For most matters, other than the most serious and complicated matters when we can’t, on the basis of our experience, reasonably estimate the amount of work to be done to reach a resolution of the charges, prefer to quote an all inclusive block fee for all services we need to provide. This provides certainty of cost for the client and eliminates the concerns identified in this article as well as the mounting costs of the enormous number of hours we have to spend waiting … to speak to the Crown, for court to start, for your case to be called, etc. etc. We usually only revert to an hourly preparation rate and daily counsel fee if you decide you want to take your case to trial.
This is an article that sets out the inherent conflict of hourly billing. It is written by Ralph Baxter and was published on March 16, 2015 in Canadian Lawyer:
“For some time I have been troubled by the potential conflict of interest that hours-based billing causes between the lawyer and the client. The more I focus on it, the more profound the problem appears.
Let me start by saying that I have deep confidence in the dedication to ethical conduct of the members of our profession. My concern here is not with their fundamental professionalism. Instead, it is a concern that, notwithstanding that professionalism, the hours-based billing model can put them at odds with their clients in ways they do not intend, and in ways they may not recognize. It is a structural issue, not a moral issue.
I first noticed the issue years ago when a lawyer friend of mine quipped, after meeting with a client about a new lawsuit, that he had to feign empathy for how upset the client was, given his own personal glee with the prospect of the revenue the new case would generate.
Knowing my friend, I knew he wouldn’t deliberately do something contrary to the client’s interest, but it was, nonetheless, a disturbing exchange. What was bad for the client, was good for the lawyer.
More significant to my outlook was Richard Susskind’s 2008 book, The End of Lawyers?
, in which he identified “the curse of hourly billing.”
So long as the focal point of law firms’ profitability is premised on the number of hours spent advising clients, their motivation will always tend to be to spend more rather than less time on the work, where the clients will prefer precisely the contrary. . . . At worst, hourly billing can tempt lawyers to dishonesty. At best, it is an institutional disincentive to efficiency.
It is not just that what is bad for the client is good for the lawyer. The model incentivizes the lawyer to make it worse for the client.
The incentive to log more billable hours has become pervasive in the hours-based billing model. Lawyers have minimum billable hour requirements; compensation turns on billable hours; so do department and office performance assessments. Most internal measurement systems are aimed at rewarding high billable hours and sanctioning low or even modest billable hours.
A recent article, entitled “What’s Wrong With Law Firms?
” by Georgetown University law professor Jonathan Molot suggests that the conflict is now about the model itself. Knowing that clients want a different model with different incentives, law firms adhere to the billable hour model “because any departure . . . might risk reducing current revenues and current profitability.”

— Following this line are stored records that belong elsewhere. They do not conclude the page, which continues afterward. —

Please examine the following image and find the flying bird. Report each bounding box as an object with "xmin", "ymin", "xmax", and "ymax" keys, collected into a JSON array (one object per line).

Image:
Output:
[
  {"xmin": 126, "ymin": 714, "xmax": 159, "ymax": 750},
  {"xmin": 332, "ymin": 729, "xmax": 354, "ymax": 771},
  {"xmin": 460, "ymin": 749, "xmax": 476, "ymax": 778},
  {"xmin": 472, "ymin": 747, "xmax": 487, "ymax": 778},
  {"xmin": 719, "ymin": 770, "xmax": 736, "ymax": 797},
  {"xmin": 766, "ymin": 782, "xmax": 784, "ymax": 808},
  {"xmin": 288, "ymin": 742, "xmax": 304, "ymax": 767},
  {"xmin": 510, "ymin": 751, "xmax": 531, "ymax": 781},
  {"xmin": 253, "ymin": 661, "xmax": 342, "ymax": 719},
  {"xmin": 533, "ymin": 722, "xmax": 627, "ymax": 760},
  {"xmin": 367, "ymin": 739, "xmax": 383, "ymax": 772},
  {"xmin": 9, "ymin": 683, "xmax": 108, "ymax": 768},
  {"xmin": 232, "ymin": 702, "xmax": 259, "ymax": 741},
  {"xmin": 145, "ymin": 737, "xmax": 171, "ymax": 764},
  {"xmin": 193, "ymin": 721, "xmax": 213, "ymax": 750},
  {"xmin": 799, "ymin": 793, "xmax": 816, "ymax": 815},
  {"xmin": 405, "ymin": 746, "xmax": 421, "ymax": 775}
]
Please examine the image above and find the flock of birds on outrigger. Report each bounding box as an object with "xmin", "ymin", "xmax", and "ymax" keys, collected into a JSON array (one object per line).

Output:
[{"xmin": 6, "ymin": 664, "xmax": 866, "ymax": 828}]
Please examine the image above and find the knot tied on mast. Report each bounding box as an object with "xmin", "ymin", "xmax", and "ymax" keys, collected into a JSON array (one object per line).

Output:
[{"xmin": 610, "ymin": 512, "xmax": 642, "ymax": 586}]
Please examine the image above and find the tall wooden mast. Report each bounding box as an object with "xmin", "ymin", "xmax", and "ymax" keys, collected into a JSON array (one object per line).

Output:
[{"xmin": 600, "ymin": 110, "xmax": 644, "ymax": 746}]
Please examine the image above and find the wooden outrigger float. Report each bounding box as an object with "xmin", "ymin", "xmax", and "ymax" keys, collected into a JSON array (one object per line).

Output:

Similarly, as I wrote last week
, it is clear that the billable hour model is impeding law firm adoption of new technology and process design options that would make firms more efficient. Converting to a method that delivers client service with fewer billable hours might be better for the client, but since it will reduce revenue, law firms are slower to change.
So, where does this analysis take us?
At the minimum, clients and law firms need to recognize that there is a structural problem at work. It warrants serious consideration and appropriate action.
Clients need to be more assertive about the issue. Fees aren’t too high merely because the lawyers don’t stay on budget or because their hourly rates are too high. Fees are too high because law firms hold on to 20th Century business and service models. Clients should demand that their firms perform and price their services differently.
And law firms need to take responsibility for what they are permitting to occur. A material gap has developed between the costs incurred and fees charged and what those costs and fees could be. At some point the fundamental fidelity firms owe their clients and their ethical responsibility not to charge an unreasonable fee require them to revamp their business and service models.”